エイガスキー

思い出のマーニーのエイガスキーのレビュー・感想・評価

思い出のマーニー(2014年製作の映画)
4.0
初見と2回目以降で印象がガラリと変わる、見れば見るほど心に染み入るスルメ映画。
プロモーションとキャッチコピーのミスリードを壮大にミスってマイナスからのスタートとなった不遇の作品。
そりゃあ二人の女の子がいて「あなたが大好き」なんてキャッチコピーを見せられたら勘違いしますわ。
さらに内容が若干サスペンスやミステリー要素を持っているせいで、深読みしすぎて謎でもない謎の解明に頭の回転を持っていかれる。

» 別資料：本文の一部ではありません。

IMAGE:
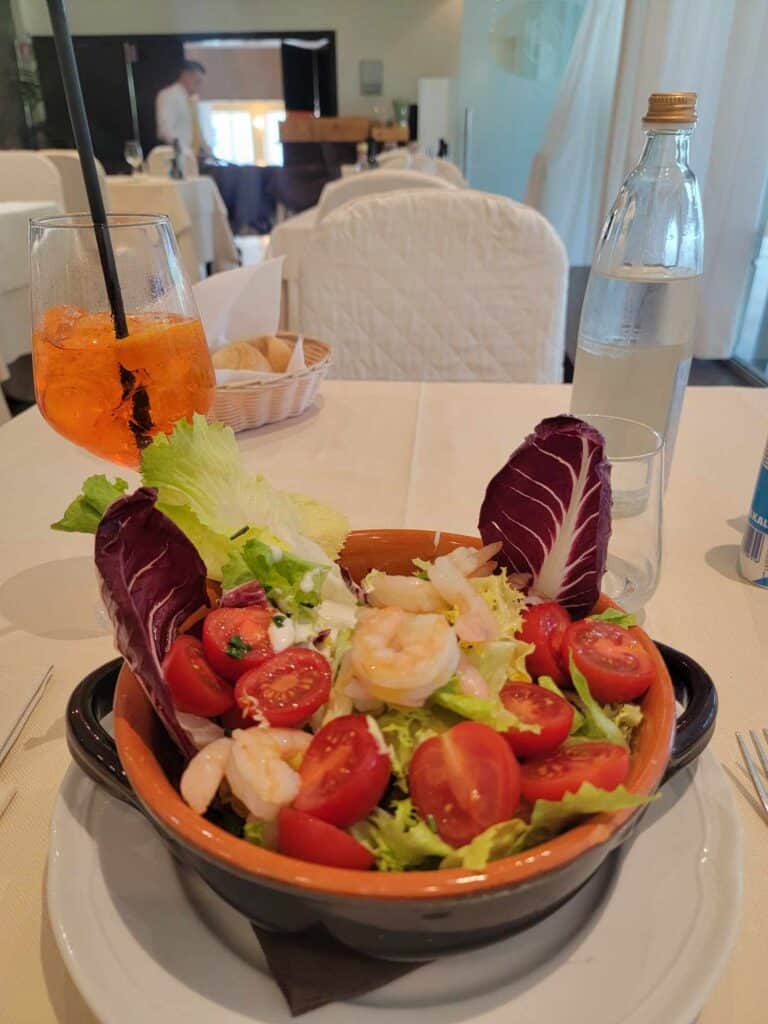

でもこの作品の内容はとても明快で、アンナへの愛情と、アンナ自身の成長の物語。

ああ、あの人は成長したアンナとこんな事を話したり、こんな事を教えたり、こんな事をして遊びたかったんだなあとわかる2回目以降は、何の変哲も無いシーンでも目頭が熱くなる。

またアンナも、冒頭の養母に対するギョッとするような言い草から、段々と自分がどれだけ愛されているかを知り、成長を見せる。
養母の呼び方や人当たり等わかりやすく描かれている成長もあるし、暗喩的に示されているものもある。例えばアンナの描く絵。最初は鉛筆で風景しか描かなかったのが、人物を描き始め、色がつき始めていく。また伏し目がちだったアンナが最初におでこを出すタイミング等々。直接伝わってくる成長から暗喩的な成長までしっかりと見せている。

人それぞれ好みがあり好き嫌いが分かれるのは仕方がないが、見る角度やストーリーの追い方を間違えていて好きになれないと言うのはもったいない話なので、プロモーションやキャッチコピーはもっとよく考えて欲しかった。